In fact, the Marshall Plan still forms the groundwork for our modern foreign aid programs. At the time, though, it was unfinished, and for some of the first times in American history, American women were becoming involved in the public response to serious, lasting legislation.

“The kinds of groups that are up there are middle class groups, women’s clubs, labor union women, peace activists, different ethnic women—you’ve got a real cross-section of the female population.”

In this first case, the issue these women were campaigning for was not just a “women’s issue”, but rather one of a more general interest.

“Flash forward to the early 1990s,” says Goss, “when Congress was considering another landmark foreign aid bill.”

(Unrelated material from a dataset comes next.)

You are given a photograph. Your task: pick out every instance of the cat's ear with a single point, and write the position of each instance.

This aid bill was called the “Foreign Affairs Reform and Reconstruction Act”, an act widely agreed to be “very, very important” by policy experts. Essentially, what it did was reform the bureaucracy distributing foreign aid—how exactly the actual payments would work; how the broader, legislated plan would actually be executed. Women involved in these hearings were testifying on more specific issues “on things like human trafficking—which has to do with women’s rights, women’s protection, and on discrimination in the foreign service.”

Goss sees these two cases—the Marshall Plan, and later bureaucratic reforms—as “emblematic” of the larger 120-year-long trend in women’s organizations. These organizations went from having huge policy agendas (not necessarily particular to women’s issues, such as discrimination)—to much more focused platforms built around “women’s rights, women’s status and women’s well-being.” The women actually composing these groups changed as well. By the 90s, the mass membership behind the generic agendas of the earlier 20th century—”carrying a huge amount of water for women”—had polarized: women had either disengaged from the movement, or had become more politically active.

You can listen to the full interview here to learn more about Goss’s “interesting and nuanced take” on the larger paradox at work in women’s public interests. Originally published in hardcover and named a CHOICE Outstanding Academic Title, and one of the Huffington Post’s Best Political Science Books of 2013, The Paradox of Gender Equality was recently released in paperback.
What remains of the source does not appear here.